Mahattan Real Estate: Stabilizing Rents and Buyers’ Neighborhoods

By Jordan H • December 9th, 2009

In the Manhattan real estate scene, some neighborhoods are having far more success than others in selling this season. If you are contemplating buying, that can mean deals. What’s more, rental prices around Manhattan changed very little from October to November, which means the rental market is stabilizing, even if momentarily.

Photo Credit: edenpicturesSome neighborhoods are having a hard tme attracting buyers

Some neighborhoods are having a hard time attracting buyers

What Stabilizing Rents Mean

If rents are stabilizing, it means two things:
1) That good deal on the rental will still look like a good deal in a few months.
and
2) High occupancy in rentals is a leading indicator that home prices will rise. Usually rentals and sales work inverse of each other. If there are vacancies rental prices go down and it makes more sense to rent rather than buy. If occupancy goes up and rental prices go up, people stop renting and make the investment of home ownership.

In this fluctuating market, knowing that rents are steadying is valuable- and taking their level into account can help you make a good play for you and your family.

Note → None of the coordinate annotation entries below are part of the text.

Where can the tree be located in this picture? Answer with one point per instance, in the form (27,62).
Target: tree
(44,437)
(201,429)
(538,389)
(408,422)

Good Manhattan Neighborhoods for Buyers

Matthew Haines, founder of PropertyShark, prepared some great numbers about Manhattan neighborhoods recently- Haines and his team dug into third-quarter numbers to help pinpoint the five areas of prime Manhattan that have been toughest on sellers. They evaluated Manhattan neighborhoods on three major criteria:

1. How long it takes a typical seller to find a buyer there (Manhattan average: 150 days)

2. What is the median-price drop over the past two years (Manhattan overall: 10%),

3. What is the number of closed sales relative to the total number of properties on the market (23%)

Then they went on to evaluate the five neighborhoods where sellers may be most ready to make a deal. Here they are:

1. Chelsea/Flatiron/ Union Square/ Hudson Yards
2. Midtown/Midtown South
3. Soho/Tribeca/Little Italy
4. Upper East Side/Carnegie Hill
5. Battery Park City/Financial District/South Street Seaport

In each of these neighborhoods, properties spend well over 140 days on market, several have seen a 10%+ price drop from 2007 rates, and less than a quarter of the properties on the market in each neighborhood have been closed. (For more details, look at the NY Mag article).

With that said those hot downtown neighborhoods are hurting but primarily in the luxury market. I don’t want you getting too excited and thinking you will get the 2000 sq foot Soho loft you dreamed about for 500K. Most of the pain has to do with properties in the luxury market.

If you are looking to buy in any of these neighborhoods, now is a good time. Bottom line: When the market is weak, prices become more flexible. In those neighborhoods the numbers don’t lie.